Third Wire’s solution takes a multi-manager approach; Harms and his team have created five portfolios, each with different risk tolerances tied to industry standard buckets (i.e. conservative to aggressive), which reduces the paperwork and provides diversification.
“Third Wire’s model portfolios use a mix of 5-8 equity, fixed income and managed futures-based hedge strategies. That way, you get the diversifying effects alternatives are supposed to provide - uncorrelated return streams, lowered volatility, and increased risk-adjusted returns,” he said. “And we design based on statistics, research, and assessment of a manager to continue its strategy into the foreseeable future. Our choices are made based on TWAM’s in-house quantitative & qualitative analysis, along with how the strategies/managers have worked together & will work together to achieve the goals of our RIA clients.”
A large part of the day to day for Harms is an ‘education offensive’ – attempting to undo some of the pre-set views some of the RIAs that he speaks with have about alternatives, which include the view that alternatives and private equity go hand in hand, something that he feels strongly about.
“Generally, a knee-jerk reaction RIAs have to hearing the term ‘alternatives’ is to think private equity, multi-year illiquidity, heavy fees,” he said. “We try to explain that the alternative investment world is made up of so many more additional strategies to private equity - Relative Value, Long/Short, Systematic Trend-Following, Left-Tail/Risk Mitigating, Global Macro, Fixed Income Arbitrage, Currencies/FX, etc. Putting the correct strategies together can bolster an RIA’s client portfolios, and offset against future shocks to the public markets. You buy a basket of stocks to prevent any individual company from bringing down your performance, you should do the same with alternative investment strategies.”
Despite the challenges Harms alludes to here, he is seeing increased interest in alternative investment products from RIAs in the U.S. due to the current state of their client’s existing portfolios.

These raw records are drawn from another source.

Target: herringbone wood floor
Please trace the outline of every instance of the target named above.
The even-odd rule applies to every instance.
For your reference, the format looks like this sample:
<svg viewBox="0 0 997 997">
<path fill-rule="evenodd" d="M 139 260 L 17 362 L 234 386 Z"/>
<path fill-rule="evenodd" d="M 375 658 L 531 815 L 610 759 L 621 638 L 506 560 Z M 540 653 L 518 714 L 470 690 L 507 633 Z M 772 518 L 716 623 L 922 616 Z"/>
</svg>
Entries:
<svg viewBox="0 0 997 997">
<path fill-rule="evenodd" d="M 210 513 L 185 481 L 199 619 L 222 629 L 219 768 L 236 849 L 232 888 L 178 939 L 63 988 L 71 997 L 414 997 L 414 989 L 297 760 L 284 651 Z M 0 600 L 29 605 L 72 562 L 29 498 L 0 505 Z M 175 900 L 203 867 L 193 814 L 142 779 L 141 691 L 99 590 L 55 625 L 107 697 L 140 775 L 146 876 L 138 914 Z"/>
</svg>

“RIAs are exploring their alternative investment options, and I think a lot of that is driven by their respective clients asking questions about what to do now. Fear is a great motivator and wanting to preserve the accumulation of wealth that has been created in the stock market's parabolic run-up the last few years is a high priority for their clients,” he said.
Harms has built Third Wire to help RIA clients achieve that goal.
“Most RIAs haven’t had access to the ‘alts’ space like the investing elite, institutional investors, and Wall Street shops have had for decades but we believe we have solved the barriers to entry for RIAs and their accredited investor clients. We’re trying to make alternative investments an ‘access class’, not just an asset class, for HNW accredited investors.”